Com a ligação rodoviária severamente condicionada em vários troços, a resposta operacional passou pela activação de vias alternativas, incluindo o transporte marítimo a partir de Maputo para zonas de conexão na província de Gaza, de onde pessoas e mercadorias seguem por estrada sempre que as condições o permitem. Em paralelo, o transporte ferroviário operado pelos Caminhos de Ferro de Moçambique passou a desempenhar um papel relevante na mobilidade de passageiros e no escoamento de carga.

À medida que o nível das águas começa a baixar, a Administração Nacional de Estradas mantém intervenções de emergência nos pontos críticos da N1, priorizando os troços onde já existem condições técnicas para reposição gradual da transitabilidade. O objectivo é restabelecer, de forma faseada, a circulação rodoviária entre o sul, o centro e o norte do país, assegurando a mobilidade de pessoas e bens.

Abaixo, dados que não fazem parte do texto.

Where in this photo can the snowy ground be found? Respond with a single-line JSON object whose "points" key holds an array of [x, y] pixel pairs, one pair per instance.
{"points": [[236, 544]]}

No plano energético, uma das medidas mais relevantes foi a reposição dos “stocks” de combustíveis na província de Inhambane através do porto da Beira. A solução permitiu normalizar o abastecimento em quase todos os distritos, evitando uma ruptura prolongada que teria impacto directo sobre o transporte, a actividade comercial e os serviços essenciais.

Embora estas soluções de contingência estejam a revelar capacidade de resposta e coordenação institucional, o seu custo logístico é elevado. O recurso a rotas mais longas e a múltiplos modos de transporte encarece a distribuição, pressiona margens empresariais e pode reflectir-se nos preços finais.

Ainda assim, a resposta em curso demonstra a importância de uma abordagem integrada à logística nacional, em que portos, caminhos-de-ferro e transporte marítimo assumem um papel complementar em situações de emergência. Num contexto de maior frequência de eventos climáticos extremos, a capacidade de activar rapidamente estas alternativas torna-se um factor crítico para a resiliência económica do país.